Schmid’s list includes championships at the collegiate and professional levels. Keller’s includes four World Cups and over 100 caps for the U.S. National Team. This morning it was announced that their entire bodies of work would be honored, as the two have been elected to the National Soccer Hall of Fame.
Of all the accolades they’ve earned, Schmid and Keller say this is undoubtedly among the best.
“It’s certainly right up there with the top moments I’ve experienced in this sport,” Schmid said. “It’s a reflection of your peers acknowledging what you’ve done, and it’s a reflection of the body of your work. So this is something I am very proud of.”
“It’s one of those things that’s a huge honor once you really realize how difficult it is to get into the U.S. Soccer Hall of Fame,” Keller added. “You do your job in a particular way, and you hope that people respect what you have done and how you have done things. You don’t do it necessarily to get accolades, but it is nice when people acknowledge what you’ve done. I am proud and honored.”
Keller, now a Sounders FC broadcaster, has been elected on the Player Ballot in his first year of eligibility. He became eligible by being retired for three years and having appeared in at least 20 matches for the National Team.
Schmid has been elected on the Builder Ballot, which is for those who have made their mark in American soccer in a non-playing capacity. The current Sounders FC Head Coach was voted in over eight other candidates, including MLS Commissioner Don Garber.

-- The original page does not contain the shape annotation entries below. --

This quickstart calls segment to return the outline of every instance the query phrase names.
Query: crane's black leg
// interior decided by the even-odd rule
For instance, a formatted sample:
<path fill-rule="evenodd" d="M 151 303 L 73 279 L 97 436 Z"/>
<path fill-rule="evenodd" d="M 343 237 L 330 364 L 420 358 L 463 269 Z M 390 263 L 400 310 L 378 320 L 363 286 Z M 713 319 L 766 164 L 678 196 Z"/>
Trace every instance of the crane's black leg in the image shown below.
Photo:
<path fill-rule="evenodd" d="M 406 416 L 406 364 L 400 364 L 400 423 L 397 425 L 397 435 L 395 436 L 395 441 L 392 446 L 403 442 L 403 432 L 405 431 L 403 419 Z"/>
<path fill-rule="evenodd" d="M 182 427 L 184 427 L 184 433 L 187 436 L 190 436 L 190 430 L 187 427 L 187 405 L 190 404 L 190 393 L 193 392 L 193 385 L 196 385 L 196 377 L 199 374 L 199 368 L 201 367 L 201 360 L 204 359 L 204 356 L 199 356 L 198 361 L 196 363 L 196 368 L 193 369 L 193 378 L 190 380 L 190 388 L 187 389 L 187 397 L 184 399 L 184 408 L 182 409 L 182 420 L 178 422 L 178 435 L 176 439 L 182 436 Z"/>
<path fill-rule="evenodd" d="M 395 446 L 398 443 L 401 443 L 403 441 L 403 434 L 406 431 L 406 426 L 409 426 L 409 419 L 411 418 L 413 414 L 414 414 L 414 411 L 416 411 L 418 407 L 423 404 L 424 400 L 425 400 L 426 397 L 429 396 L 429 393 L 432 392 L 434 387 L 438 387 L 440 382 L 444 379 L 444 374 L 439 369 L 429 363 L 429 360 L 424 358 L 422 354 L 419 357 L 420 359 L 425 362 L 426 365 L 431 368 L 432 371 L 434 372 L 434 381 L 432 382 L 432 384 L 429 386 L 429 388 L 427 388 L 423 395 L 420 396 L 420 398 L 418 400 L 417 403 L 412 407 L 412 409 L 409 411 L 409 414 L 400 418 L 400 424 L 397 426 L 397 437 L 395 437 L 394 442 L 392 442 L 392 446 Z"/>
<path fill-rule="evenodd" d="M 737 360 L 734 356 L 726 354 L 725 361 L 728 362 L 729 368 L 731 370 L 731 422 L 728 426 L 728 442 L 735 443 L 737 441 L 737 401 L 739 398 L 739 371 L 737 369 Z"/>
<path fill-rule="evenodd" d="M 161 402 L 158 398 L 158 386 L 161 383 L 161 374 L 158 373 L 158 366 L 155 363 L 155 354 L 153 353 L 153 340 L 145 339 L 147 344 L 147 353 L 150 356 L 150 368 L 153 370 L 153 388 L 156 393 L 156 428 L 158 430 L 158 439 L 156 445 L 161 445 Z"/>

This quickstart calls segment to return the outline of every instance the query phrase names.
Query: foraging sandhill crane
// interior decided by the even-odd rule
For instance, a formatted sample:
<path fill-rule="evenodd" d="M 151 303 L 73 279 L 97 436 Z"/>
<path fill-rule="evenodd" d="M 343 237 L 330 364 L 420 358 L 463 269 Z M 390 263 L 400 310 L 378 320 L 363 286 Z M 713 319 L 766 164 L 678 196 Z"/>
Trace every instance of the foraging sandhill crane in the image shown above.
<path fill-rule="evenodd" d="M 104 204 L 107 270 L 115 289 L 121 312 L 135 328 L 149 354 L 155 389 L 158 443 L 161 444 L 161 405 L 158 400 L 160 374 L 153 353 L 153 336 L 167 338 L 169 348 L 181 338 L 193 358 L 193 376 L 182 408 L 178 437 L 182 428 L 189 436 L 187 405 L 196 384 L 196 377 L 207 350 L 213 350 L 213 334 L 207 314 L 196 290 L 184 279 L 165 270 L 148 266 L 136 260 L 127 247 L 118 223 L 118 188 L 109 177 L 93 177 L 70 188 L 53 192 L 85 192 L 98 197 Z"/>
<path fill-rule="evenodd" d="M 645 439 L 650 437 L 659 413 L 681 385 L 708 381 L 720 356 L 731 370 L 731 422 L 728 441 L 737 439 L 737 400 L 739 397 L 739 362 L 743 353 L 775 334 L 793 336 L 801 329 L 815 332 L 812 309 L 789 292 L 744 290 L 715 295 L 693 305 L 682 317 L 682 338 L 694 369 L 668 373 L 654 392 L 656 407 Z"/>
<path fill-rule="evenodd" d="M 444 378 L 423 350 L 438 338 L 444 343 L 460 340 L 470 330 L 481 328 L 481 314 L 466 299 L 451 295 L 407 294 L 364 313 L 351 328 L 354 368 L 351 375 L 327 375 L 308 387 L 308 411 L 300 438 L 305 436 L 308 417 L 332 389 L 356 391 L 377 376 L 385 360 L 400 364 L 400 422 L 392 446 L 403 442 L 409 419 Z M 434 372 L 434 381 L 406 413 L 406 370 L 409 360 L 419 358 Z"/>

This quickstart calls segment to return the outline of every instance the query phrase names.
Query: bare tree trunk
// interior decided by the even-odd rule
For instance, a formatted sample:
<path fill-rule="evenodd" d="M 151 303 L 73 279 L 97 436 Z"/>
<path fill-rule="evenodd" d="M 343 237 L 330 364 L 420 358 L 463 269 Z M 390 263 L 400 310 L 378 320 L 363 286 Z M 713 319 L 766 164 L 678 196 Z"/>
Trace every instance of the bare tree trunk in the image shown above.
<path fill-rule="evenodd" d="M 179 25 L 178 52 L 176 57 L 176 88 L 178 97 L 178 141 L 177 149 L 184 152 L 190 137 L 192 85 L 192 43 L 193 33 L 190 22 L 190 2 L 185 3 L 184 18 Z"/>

His coaching career is far from over, but when Schmid looks back on the first 35 years, he realizes that the relationships with players are what make it such an enjoyable profession.

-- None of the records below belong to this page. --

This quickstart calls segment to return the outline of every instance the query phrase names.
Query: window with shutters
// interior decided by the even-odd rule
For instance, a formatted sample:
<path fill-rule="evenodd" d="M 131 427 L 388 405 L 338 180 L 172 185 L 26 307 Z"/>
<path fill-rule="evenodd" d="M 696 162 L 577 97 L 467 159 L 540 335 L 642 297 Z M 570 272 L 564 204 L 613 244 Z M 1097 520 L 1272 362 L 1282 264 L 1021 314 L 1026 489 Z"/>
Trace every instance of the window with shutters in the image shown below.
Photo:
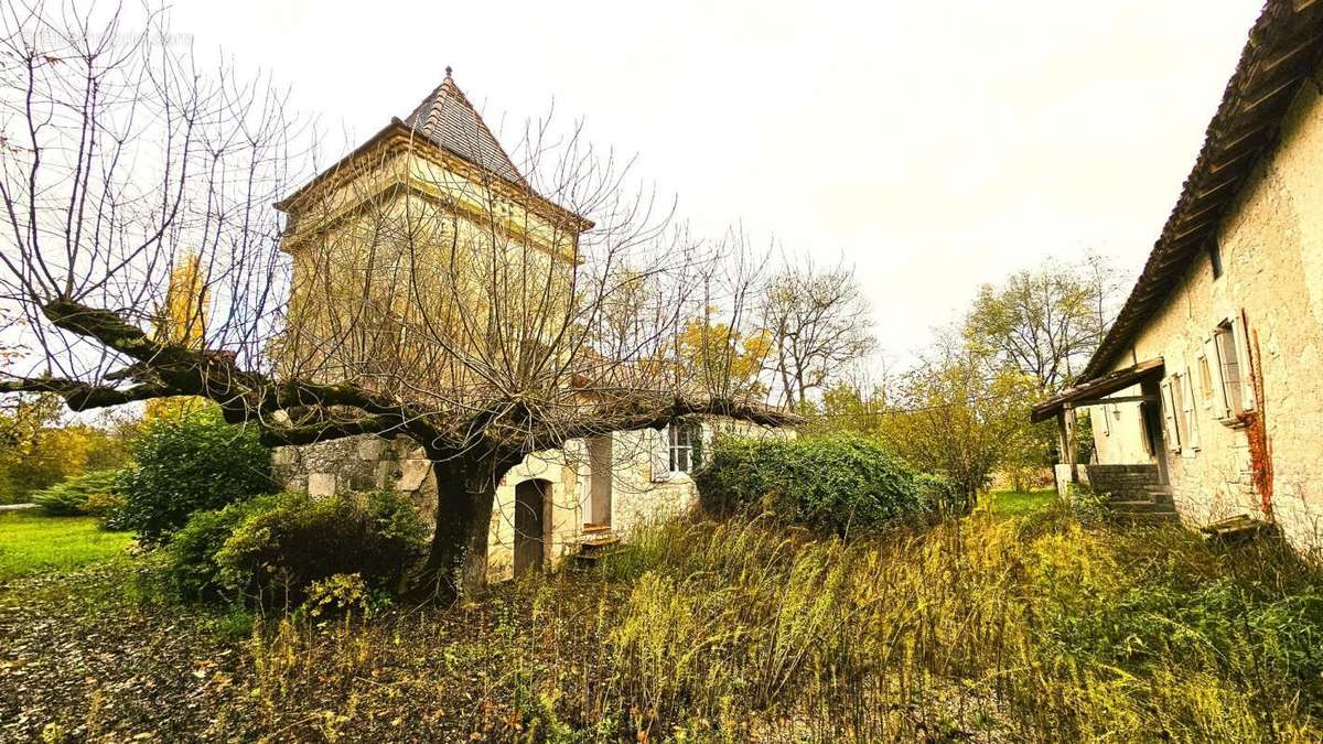
<path fill-rule="evenodd" d="M 1163 438 L 1167 440 L 1167 449 L 1170 451 L 1180 451 L 1180 408 L 1176 405 L 1176 397 L 1172 383 L 1175 377 L 1167 377 L 1162 381 L 1162 426 Z"/>
<path fill-rule="evenodd" d="M 1244 328 L 1237 319 L 1224 320 L 1213 332 L 1209 346 L 1217 355 L 1221 377 L 1218 418 L 1229 424 L 1240 414 L 1254 410 L 1254 388 L 1250 383 L 1249 347 L 1245 343 Z"/>
<path fill-rule="evenodd" d="M 667 426 L 667 461 L 671 473 L 693 473 L 699 465 L 693 445 L 701 436 L 699 424 L 675 422 Z"/>
<path fill-rule="evenodd" d="M 1213 371 L 1208 367 L 1208 355 L 1199 355 L 1199 397 L 1204 406 L 1213 404 Z"/>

“The biggest thing for me is the players that I have had the privilege of coaching and the players that have become friends,” Schmid said. “The relationships and friendships that have existed beyond coaching players — That, for me, is the biggest reward. That is bigger than the trophies or any of the awards, just knowing that you have been meaningful in someone’s life.”
Keller is one of those who had the privilege of playing for Schmid. He became the first American goalkeeper to play regularly in La Liga, the English Premier League and the Bundesliga before finishing his career with three seasons in Seattle.
While he played just a few years of pro soccer in the U.S., his contributions to the National Team are undeniable. Keller is on the short list of players who helped the American game evolve to what it is today.
“When I look at where soccer was when I left [for Europe] in 1991, compared to where it is now, it’s an amazing growth rate,” Keller said. “It’s been cool to know that I have been a part of that history. And to have that culmination of being voted to the Hall of Fame, it’s such a big honor.”